1988 年、1994 年に文化庁芸術祭賞、1998 年に文化庁芸術祭賞大賞を受賞。2010 年には松尾芸能賞 優秀賞を受賞。 江戸時代に花開いた日本伝統奇術「手妻(てづま)」の数少ない継承者 藤山新太郎のブログ。

サミット G7

サミット G7

 

 毎年開催されている先進7カ国会議、G7が今年は広島で開催されています。先進国の首脳が、広島の原子爆弾被害を見て、互いに考えることはとてもいいことだと思います。

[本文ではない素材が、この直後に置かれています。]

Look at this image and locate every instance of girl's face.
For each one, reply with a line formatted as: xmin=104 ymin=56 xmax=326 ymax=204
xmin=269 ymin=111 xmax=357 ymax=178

広島県出身の岸田総理大臣にすれば、G7の開催を広島で行うことは悲願であったでしょう。なかなかそういうふうに願っても、自身の首相任期中に広島開催できることは難しく、幾つかの幸運が重なったことで開催となったのでしょうから、とてもめでたいことだと思います。

 但し、今、原子爆弾を使用しそうだとみられる、危険な国と言うのは、イギリス、フランス、アメリカ、と言った先進国の国々ではないはずです。先進国の間で、安易に、原子爆弾を使用する可能性あり得ません。

 最も危険な国は、ロシアであり、それを側面支援している中国であり、更には北朝鮮こそが原子爆弾を使用しかねない危険な国です。本来はそうした国々が広島にやって来て、原子爆弾の被害を見ることが大切なはずですが、現実にはそうなってはいません。

 

 ウクライナの戦いがこのまま拡大されれば、ウクライナにはますます欧州各国の武器支援が集まるでしょう。対するロシアは早晩には武器のストックが尽きて来ます。そうなったときに、ひょっとしてロシアは核兵器を使用するのではないか。そうした危険は常にあります。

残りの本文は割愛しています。